Why such a poetry of mysteriousness came to be called symbolism will never be entirely clear. Much of it was the work of accident, that whim (it does not seem to have been much more) that Moréas had in calling his salon group the “symboliques,” a name that somehow stuck, like Impressionism.9 But if “symbol” did have any real meaning in the minds of the Symbolists or their critics, it seems to have been, not as the name of a single trope or figure, but as a general term for the allusive phrases or images that filled their poems, “le prince d'Aquitaine,” “ma seule étoile” and hundreds more, which became the inscrutable icons in their Temple of the Word. For this reason Nerval's “frustrated allusion” is of particular importance. It is the archetypal Symbolist device, as much a “symbol” as is any discrete element to be found in the Symbolists' poetry.

Notes

  1. The phrase is from Rimbaud's “Une Saison en Enfer” (Œuvres, p. 228). Gustave Kahn, Jules Laforgue, and Tristan Corbière were the most influential in regard to verse-form innovations. Kahn, claiming to have invented vers libre, divided his colleagues into two other groups: those who, like Mallarmé sought to “essentialize” poetry in its already existing forms, and those who, like Verlaine, Rimbaud, and Corbière, wrote lines that were “délicieusement faux exprès” (G. Kahn, préface to, Premiers Poèmes, pp. 14-17); the latter group did much with off-rhyme as well.

  2. G. de Nerval, Œuvres, 1: 693-95.

  3. The title is probably not understood by most readers—it means “the disinherited”—and is the first of many uncomprehended things in the poem. It thus serves a definite function, that of distancing the reader, and furthermore anticipates the role of “Aquitaine” in placing the speaker near the Spanish border.
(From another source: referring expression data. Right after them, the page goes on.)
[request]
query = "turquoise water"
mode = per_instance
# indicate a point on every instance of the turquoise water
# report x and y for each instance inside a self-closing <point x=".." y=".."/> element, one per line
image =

  4. Such information is available (e.g. Lemaître's notes in Nerval, Œuvres) but, as will be seen, a knowledge of it only undercuts the poem's strangeness and undermines its overall effect.

  5. The two are hard to distinguish here, since the speaker's own identity and present melancholy are precisely the subject of the poem. A good discussion of tone and persona and the relationship between the two may be found in R. A. Brower, Fields of Light, pp. 19-30.

  6. Mallarmé, “Definition de la poesie,” in La Vogue, April 18, 1886 (quoted in Michaud, p. 15).

  7. From Jules Huret's “Enquête Littéraire,” reprinted in Mallarmé's Œuvres Complètes.

  8. Quoted in Michaud, p. 17; cf. Mallarmé's essay “Le Mystère dans les lettres,” Œuvres Complètes, pp. 382-87.

  9. Impressionism derived its name from a critic's jeer at an early Monet painting entitled “Impression—soleil levant.”

Bibliography

Brower, R. A. Fields of Light. New York, 1951.

Kahn, Gustave. Premiers Poèmes. Paris, 1897.

Mallarmé, Stéphane. Œuvres complètes. Edited by H. Mondor. Paris, 1945.

Michaud, Guy. La Doctrine symboliste (Documents). Paris, 1947.

———. Message poétique du symbolisme. 3 vols. Paris, 1947.

Nerval, Gérard de. Œuvres. Edited by H. Lemaître. 2 vols. Paris, 1966.